Fed’s Influence on Tech Stocks and Small-Caps
A rate cut isn’t expected in the coming week, but the Fed could provide insights on whether small-caps can maintain their winning streak.
A significant market influence might soon impact the rapidly evolving stock market.
U.S. equities experienced notable volatility last week as investors dealt with a sharp selloff in big-tech stocks and a rotation into small-cap and value stocks. This shift from large to small stocks, known as the “Great Rotation,” has been a key market trend in July.
This transition was somewhat expected. The so-called Magnificent Seven stocks had an impressive start to the year, with Nvidia Corp. (NVDA) rising nearly 150% in the first six months of 2024, and Meta Platforms Inc. (META) up over 42%. Their rise boosted major stock indexes but also resulted in unusually narrow market breadth.
The pendulum was ready to swing the other way, and the recent tech selloff was a reflection of that shift. The Magnificent Seven stocks corrected, pulling down indexes like the S&P 500 (SPX) and Nasdaq Composite (COMP), which are heavily weighted towards technology stocks.
In contrast, the Russell 2000 (RUT), which tracks small-cap stocks, gained 10.2% over the past 12 trading days, outperforming the S&P 500 by 13.3% — its largest 12-day outperformance ever, according to Dow Jones Market Data. It also outperformed the Nasdaq Composite by 17.1%, its second-largest 12-day outperformance of the Nasdaq.
On Friday, the Russell 2000 logged a 3.5% weekly gain, surpassing the performance of the major equity indexes.
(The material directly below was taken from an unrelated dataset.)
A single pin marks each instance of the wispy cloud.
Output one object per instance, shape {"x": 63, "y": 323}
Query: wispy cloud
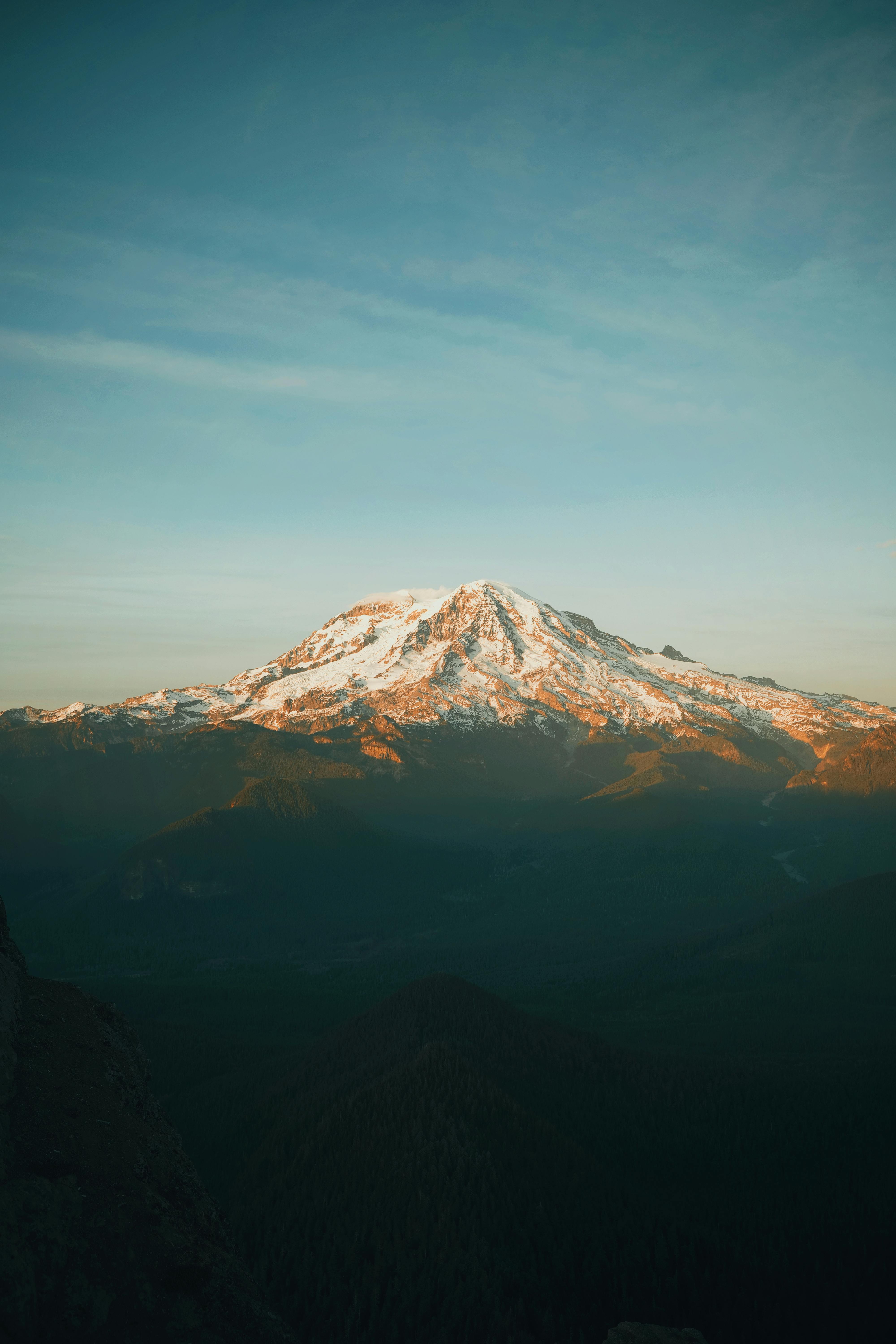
{"x": 175, "y": 366}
Dave Sekera, chief U.S. market strategist at Morningstar, commented, “This correction over the past week or two has been very healthy. It indicates a rotation where we’re seeing a big move out of AI names, large-cap growth stocks, tech stocks, and into value stocks and smaller-cap stocks.”
While large drops can be alarming, the high valuations of megacap stocks have become increasingly hard to justify. Investors saw this when Alphabet announced its earnings beat, yet the stock still dropped 5%.
Emily Roland, co-chief investment strategist at John Hancock Investment Management, explained, “The earnings weren’t bad, but they had to be amazing to justify the run-up we saw in prices.”
The momentum of this trend could hinge on next week’s big event — the July FOMC meeting.
What to Watch for in the Fed Meeting
The Federal Open Market Committee is set to meet on July 30 and 31. While no rate cuts are expected, investors will closely monitor for indications of when the Fed might start reducing interest rates.
Rate changes impact the economy in various ways, especially for small-cap versus large-cap companies. Smaller companies, more reliant on business loans, tend to be more sensitive to rate fluctuations.
Thomas Martin, senior portfolio manager at GLOBALT Investments, noted, “Rate cuts benefit small-caps as their variable-rate financing and operating expenses decrease, potentially boosting earnings. Lower rates can also stimulate the economy, increasing customer spending.”
Investors began moving from megacap to small-cap stocks before the first rate cut of this cycle, suggesting small-caps could gain even more momentum when rates start to drop. Martin believes the Great Rotation could continue to some extent.
“It’s a recalibration, getting things back to a more reasonable relationship among different market parts,” Martin said. “Diversification remains key; it’s not about shifting entirely from growth to value.”
The dual nature of rate cuts — potentially stimulating the economy but also signaling a need for stimulation — will be closely watched. Investors will pay attention to Fed Chair Powell’s comments on the economy’s health.
Sekera stated, “I suspect we’ll hear increased confidence that inflation is on the downward path, allowing for future rate cuts. I’ll also be listening closely for Powell’s economic outlook.”
If the Fed signals the economy is slowing, it could aid the inflation battle but raise recession risks. Small-cap companies, less insulated from downturns, are more sensitive to a slowing economy.
Roland at John Hancock remarked, “The Fed is aiming for a soft landing, but it’s tricky. Small cracks in the labor market and economy could prompt rate cuts.”
Investors will be keenly watching the Fed’s assessment of the economy during the FOMC meeting to gauge the likelihood of a soft landing.
Last week, the Dow (DJIA) ended on a high note, advancing 1.6% on Friday and about 0.8% over the week. The S&P 500 (SPX) and Nasdaq Composite (COMP) also gained on Friday but ended the week with losses. The S&P 500 was down 0.8% for the week, and the Nasdaq was down 2.1%. The Dow, however, finished a consecutive four-week winning streak.
Aside from the FOMC meeting’s conclusion on Wednesday, traders will be watching job openings on Tuesday, ADP employment numbers on Wednesday, and the U.S. unemployment rate on Friday to assess the labor market and overall economic strength.